I finally watched this 90s classic, partly to put an end to the horrified what you haven’t seen The Shawshank Redemption??? reactions I invariably got from friends and acquaintances. Yes, it absolutely deserves its reputation as a great movie.
I’ve previously read the short story by Stephen King it’s based on, so I already knew the narrative payoff at the end (you could probably guess it anyway from the cheeky The Count of Monte Cristo reference thrown in), but the twist is not really the point. For the story to endure, it needs to be about something deeper and richer than dropping a surprise on the audience, and here it’s the themes of friendship, resilience and hope that resonate the most.

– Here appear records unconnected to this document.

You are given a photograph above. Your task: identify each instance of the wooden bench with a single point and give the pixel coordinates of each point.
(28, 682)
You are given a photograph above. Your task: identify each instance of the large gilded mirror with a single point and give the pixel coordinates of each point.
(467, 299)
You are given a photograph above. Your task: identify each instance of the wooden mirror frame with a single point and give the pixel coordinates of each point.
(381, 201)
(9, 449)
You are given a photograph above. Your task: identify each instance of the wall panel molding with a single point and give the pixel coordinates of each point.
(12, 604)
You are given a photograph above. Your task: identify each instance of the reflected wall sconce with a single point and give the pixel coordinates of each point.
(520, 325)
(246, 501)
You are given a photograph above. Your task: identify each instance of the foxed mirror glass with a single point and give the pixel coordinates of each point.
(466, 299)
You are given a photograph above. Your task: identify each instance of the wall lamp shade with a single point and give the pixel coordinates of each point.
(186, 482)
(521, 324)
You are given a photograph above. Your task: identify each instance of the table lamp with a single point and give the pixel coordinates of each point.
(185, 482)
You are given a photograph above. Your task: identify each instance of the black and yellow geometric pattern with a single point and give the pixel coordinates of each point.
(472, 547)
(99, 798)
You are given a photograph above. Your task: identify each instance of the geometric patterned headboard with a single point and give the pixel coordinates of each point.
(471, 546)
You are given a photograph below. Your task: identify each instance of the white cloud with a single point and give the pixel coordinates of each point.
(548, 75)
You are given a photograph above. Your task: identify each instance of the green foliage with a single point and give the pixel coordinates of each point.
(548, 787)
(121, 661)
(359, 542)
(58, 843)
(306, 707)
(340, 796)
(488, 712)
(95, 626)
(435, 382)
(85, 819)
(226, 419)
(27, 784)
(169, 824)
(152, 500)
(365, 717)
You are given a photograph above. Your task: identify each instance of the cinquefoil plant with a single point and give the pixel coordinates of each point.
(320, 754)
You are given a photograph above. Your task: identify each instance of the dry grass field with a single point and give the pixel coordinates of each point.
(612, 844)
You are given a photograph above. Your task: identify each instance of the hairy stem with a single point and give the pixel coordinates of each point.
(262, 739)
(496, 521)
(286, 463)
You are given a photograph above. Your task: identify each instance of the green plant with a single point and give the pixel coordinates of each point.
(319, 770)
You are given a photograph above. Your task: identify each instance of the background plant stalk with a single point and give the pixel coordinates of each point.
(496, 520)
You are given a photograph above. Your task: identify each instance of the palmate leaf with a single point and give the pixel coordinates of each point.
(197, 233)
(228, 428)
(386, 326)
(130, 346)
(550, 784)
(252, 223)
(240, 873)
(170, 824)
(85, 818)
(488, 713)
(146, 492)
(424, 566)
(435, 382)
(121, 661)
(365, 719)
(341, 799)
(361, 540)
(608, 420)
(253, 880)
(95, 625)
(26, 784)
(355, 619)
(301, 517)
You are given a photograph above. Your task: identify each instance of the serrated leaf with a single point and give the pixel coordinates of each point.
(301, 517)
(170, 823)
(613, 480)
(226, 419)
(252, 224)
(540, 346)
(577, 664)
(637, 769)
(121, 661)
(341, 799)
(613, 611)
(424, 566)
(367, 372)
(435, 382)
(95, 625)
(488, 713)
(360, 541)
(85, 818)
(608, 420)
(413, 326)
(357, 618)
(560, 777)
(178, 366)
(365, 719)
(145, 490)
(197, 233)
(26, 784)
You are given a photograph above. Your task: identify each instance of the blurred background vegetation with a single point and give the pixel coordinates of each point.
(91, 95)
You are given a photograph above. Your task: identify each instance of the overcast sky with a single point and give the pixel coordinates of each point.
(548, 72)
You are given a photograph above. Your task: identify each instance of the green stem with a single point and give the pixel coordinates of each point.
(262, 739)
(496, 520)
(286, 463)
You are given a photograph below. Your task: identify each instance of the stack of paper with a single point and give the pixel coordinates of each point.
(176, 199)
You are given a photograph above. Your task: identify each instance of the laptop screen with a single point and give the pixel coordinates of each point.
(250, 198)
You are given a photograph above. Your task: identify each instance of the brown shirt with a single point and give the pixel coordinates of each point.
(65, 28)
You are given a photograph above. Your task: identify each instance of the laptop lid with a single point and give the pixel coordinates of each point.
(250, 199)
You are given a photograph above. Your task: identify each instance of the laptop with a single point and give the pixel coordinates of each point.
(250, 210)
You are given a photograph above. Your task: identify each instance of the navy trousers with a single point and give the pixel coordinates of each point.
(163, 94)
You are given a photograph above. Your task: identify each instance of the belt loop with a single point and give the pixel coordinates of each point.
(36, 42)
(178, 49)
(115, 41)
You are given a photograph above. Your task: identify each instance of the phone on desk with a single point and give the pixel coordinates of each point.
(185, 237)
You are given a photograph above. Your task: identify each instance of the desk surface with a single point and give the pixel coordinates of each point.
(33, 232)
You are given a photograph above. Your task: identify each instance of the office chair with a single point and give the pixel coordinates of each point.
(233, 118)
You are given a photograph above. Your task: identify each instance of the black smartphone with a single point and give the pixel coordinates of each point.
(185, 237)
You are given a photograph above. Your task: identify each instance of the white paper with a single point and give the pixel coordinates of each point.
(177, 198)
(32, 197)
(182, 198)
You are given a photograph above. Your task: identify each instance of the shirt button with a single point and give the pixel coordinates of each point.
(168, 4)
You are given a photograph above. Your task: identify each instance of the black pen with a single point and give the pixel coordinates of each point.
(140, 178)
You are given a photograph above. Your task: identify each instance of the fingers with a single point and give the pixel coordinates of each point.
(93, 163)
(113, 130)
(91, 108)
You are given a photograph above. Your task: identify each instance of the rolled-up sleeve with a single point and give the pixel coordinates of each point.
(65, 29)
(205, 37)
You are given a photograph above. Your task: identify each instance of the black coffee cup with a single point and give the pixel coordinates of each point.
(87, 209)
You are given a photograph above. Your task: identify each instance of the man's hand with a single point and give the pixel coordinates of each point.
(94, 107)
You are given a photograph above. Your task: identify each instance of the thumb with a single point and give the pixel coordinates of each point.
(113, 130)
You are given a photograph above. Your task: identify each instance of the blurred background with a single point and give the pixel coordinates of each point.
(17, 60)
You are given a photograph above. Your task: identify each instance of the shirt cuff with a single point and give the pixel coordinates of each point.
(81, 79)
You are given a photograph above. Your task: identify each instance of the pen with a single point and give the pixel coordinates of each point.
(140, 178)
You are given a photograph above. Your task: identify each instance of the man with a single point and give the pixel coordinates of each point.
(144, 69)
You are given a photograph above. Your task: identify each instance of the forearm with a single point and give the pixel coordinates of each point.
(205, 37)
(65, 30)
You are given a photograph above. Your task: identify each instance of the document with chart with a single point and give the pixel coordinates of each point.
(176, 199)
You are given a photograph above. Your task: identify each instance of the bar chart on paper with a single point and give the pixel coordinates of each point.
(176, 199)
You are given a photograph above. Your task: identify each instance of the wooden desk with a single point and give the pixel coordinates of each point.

While the hero of the story is ostensibly Andy Dufresne (Tim Robbins), a former banker given two life sentences for the murder of his wife and her lover, Andy remains something of an enigma, a quietly spoken, self-contained man with an outsider aura who both fascinates and somewhat unnerves. You can understand why the jury who ends up finding him guilty at the start of the movie think that he’s a cold creep. Later on he earns the sympathy and admiration of both the viewer and his fellow inmates, including the lifer Ellis ‘Red’ Redding (Morgan Freeman), who becomes Andy’s friend, provides the narration for the movie, and ultimately gets the titular “redemption”. I found it interesting though that, unlike the book, the movie doesn’t disclose the details of Red’s crime other than just referring to it as murder – I suppose they decided not to test the audience’s sympathy too much.
The movie’s pace is slow, reflective and deliberate, fittingly so as it covers 19 years of life in an environment marked by tedium, with moments of shocking brutality and horror, but at the same time the film is never less than engaging and warm-hearted in the best sort of old-fashioned way. Even the few moments where the movie tugs on the heartstrings real hard, swelling musical score and all, feel earned. Oh and it was rather amusing to see Billy from Ally McBeal pop up as a young cocky criminal who briefly gives Andy the hope of acquittal; unexpected appearances like this is part of the fun with the older movies, I find.